When I think of the survival horror genre Resident Evil, Alone in the Dark and Silent Hill pop into my mind. Alone in the Dark was a major pioneer of the genre. Resident Evil took the concept and added in plenty of “shock scares” where zombie dogs jump through windows. Then Silent Hill came to the market, which was more of a psychological horror game than a zombie flick. While these might have been recent entries of the ever popular survival horror genre, there were similar games on the NES. In celebration of Halloween we’re going to look an 8-bit survival horror classic, Sweet Home.

 

If you’re scratching your head thinking “I’ve never heard of Sweet Home” you’re not alone. The Famicom game was developed by Capcom in 1989 and it is a distant relative of the Resident Evil series. Sweet Home begins with five characters that enter the mansion of recently deceased, but maniacal artist to find her fresco. The door locks behind them and they’re trapped in a haunted house.

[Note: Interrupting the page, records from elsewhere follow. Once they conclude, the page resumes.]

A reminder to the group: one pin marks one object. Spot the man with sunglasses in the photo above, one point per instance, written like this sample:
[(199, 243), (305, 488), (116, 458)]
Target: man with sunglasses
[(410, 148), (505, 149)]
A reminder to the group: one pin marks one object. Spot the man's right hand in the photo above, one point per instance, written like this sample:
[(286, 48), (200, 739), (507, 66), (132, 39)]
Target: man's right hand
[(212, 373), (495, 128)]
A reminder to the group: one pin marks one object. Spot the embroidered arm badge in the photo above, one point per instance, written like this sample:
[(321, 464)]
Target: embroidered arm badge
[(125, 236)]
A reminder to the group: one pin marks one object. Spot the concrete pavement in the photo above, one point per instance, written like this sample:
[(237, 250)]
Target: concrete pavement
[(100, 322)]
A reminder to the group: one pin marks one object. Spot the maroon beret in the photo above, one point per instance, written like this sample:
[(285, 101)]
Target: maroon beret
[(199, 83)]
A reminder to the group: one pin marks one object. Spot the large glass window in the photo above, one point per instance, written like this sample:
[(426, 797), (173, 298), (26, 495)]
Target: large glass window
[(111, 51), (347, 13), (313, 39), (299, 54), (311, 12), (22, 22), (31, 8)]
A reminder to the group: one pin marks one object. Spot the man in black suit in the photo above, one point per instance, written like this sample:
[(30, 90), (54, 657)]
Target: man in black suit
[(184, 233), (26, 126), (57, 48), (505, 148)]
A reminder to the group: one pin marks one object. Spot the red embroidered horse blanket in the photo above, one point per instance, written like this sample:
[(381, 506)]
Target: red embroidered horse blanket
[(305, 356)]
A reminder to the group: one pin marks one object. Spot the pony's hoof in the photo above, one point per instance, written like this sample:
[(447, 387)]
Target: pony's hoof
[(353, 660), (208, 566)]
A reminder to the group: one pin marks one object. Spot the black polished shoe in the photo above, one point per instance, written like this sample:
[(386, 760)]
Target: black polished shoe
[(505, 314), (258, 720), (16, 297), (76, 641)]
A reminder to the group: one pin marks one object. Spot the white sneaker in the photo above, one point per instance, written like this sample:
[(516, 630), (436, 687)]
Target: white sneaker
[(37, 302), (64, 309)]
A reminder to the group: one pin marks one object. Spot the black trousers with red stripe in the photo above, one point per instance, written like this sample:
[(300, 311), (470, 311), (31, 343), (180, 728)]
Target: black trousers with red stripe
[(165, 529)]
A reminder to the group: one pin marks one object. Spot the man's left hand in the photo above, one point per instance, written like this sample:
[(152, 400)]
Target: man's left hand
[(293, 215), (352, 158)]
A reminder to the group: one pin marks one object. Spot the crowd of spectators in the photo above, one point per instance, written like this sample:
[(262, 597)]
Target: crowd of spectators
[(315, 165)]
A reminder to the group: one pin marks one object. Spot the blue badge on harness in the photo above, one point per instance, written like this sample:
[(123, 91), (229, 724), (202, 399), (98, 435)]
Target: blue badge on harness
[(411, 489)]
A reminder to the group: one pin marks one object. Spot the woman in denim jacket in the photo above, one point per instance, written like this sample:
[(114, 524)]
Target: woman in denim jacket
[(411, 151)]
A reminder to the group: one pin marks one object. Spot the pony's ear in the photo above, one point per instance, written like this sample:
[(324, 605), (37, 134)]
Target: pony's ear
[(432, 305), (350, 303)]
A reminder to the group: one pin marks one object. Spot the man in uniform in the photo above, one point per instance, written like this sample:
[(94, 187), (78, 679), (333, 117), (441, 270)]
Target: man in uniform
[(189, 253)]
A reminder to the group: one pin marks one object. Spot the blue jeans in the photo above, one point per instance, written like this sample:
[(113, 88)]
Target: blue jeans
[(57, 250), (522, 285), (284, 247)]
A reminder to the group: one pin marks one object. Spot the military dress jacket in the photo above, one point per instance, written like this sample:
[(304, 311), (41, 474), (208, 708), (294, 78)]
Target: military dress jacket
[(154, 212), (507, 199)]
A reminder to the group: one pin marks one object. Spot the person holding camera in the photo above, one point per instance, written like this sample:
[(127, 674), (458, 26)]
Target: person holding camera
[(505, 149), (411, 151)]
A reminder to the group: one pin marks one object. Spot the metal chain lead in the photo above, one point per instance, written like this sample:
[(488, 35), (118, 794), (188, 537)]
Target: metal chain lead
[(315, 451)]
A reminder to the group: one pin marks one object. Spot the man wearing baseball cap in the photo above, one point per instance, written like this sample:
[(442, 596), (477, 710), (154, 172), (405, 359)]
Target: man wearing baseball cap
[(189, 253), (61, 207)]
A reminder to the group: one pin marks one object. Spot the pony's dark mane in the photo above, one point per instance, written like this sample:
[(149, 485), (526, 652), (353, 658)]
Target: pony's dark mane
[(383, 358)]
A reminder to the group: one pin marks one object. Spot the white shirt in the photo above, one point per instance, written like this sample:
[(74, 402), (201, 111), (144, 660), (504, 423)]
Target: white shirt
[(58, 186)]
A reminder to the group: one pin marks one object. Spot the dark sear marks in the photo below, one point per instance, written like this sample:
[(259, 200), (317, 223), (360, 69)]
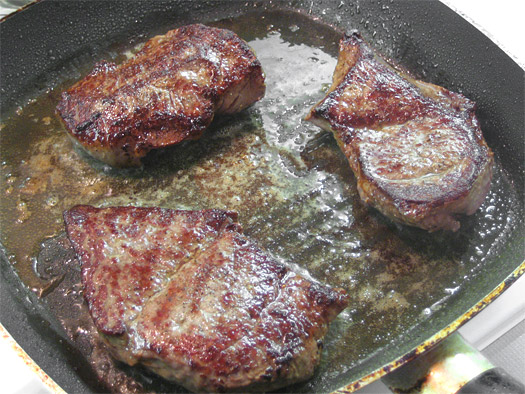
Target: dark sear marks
[(186, 294), (167, 93), (415, 148)]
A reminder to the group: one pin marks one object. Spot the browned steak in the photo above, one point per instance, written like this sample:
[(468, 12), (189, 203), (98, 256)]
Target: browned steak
[(415, 148), (167, 93), (186, 294)]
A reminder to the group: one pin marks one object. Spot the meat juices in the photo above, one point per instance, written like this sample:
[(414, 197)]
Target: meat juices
[(167, 93), (416, 149), (186, 294)]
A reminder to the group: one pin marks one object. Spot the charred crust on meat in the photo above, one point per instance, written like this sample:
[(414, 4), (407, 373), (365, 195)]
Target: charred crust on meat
[(118, 113), (193, 299), (415, 148)]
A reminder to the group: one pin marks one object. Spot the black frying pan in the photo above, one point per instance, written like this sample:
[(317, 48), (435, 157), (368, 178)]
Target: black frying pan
[(410, 288)]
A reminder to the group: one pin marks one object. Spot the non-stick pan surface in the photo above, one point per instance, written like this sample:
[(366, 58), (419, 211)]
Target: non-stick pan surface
[(289, 182)]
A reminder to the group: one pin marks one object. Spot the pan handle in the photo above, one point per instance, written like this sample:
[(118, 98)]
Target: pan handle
[(452, 367)]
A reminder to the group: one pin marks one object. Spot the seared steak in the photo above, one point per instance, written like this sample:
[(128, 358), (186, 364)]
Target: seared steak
[(167, 93), (186, 294), (415, 148)]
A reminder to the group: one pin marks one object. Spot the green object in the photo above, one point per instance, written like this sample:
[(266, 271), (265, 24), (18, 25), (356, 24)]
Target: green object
[(446, 368)]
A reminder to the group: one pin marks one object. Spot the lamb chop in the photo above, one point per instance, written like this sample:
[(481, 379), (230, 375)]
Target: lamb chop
[(186, 294), (416, 149), (167, 93)]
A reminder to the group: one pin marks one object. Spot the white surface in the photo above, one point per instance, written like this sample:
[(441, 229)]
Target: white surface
[(502, 20)]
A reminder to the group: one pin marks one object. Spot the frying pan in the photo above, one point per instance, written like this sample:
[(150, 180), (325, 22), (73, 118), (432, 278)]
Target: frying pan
[(410, 289)]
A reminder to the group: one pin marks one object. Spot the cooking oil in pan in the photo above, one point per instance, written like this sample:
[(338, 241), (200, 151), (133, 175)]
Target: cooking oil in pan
[(291, 185)]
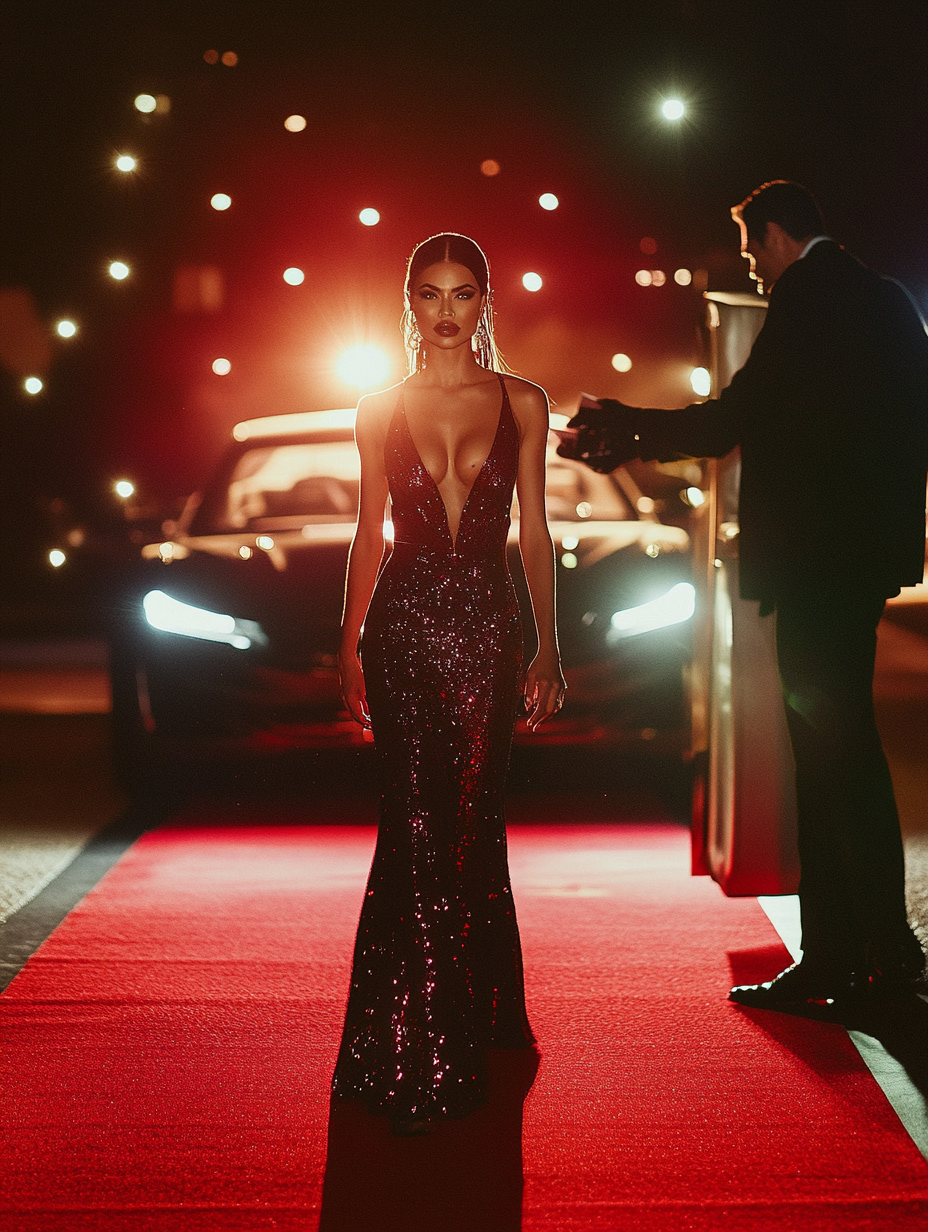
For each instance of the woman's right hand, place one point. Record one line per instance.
(353, 689)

Sounds like Resident Evil doesn’t it? Unlike recent survival horror games Sweet Home played like an RPG. You would randomly encounter supernatural creatures and fight them by using a Dragon Quest style menu system. Instead of using mythical weapons, characters have “real world” professions. A nurse in your party acts as a healer and the producer (protagonist) uses a lighter to fight. If one of your five members die it’s over for them, no phoenix down, no 1-up mushroom. Sweet Home was one of the few games to have permadeath in the NES era. Your ending depends on how many characters survived the final battle. If Sweet Home was such an innovative game why didn’t it come to the States? Sweet Home is tied to a Japanese horror movie and licensing issues is the likely reason why Sweet Home never saw the light of day outside of Japan. However you can experience the game in English thanks to Gaijin Productions who released a translation patch.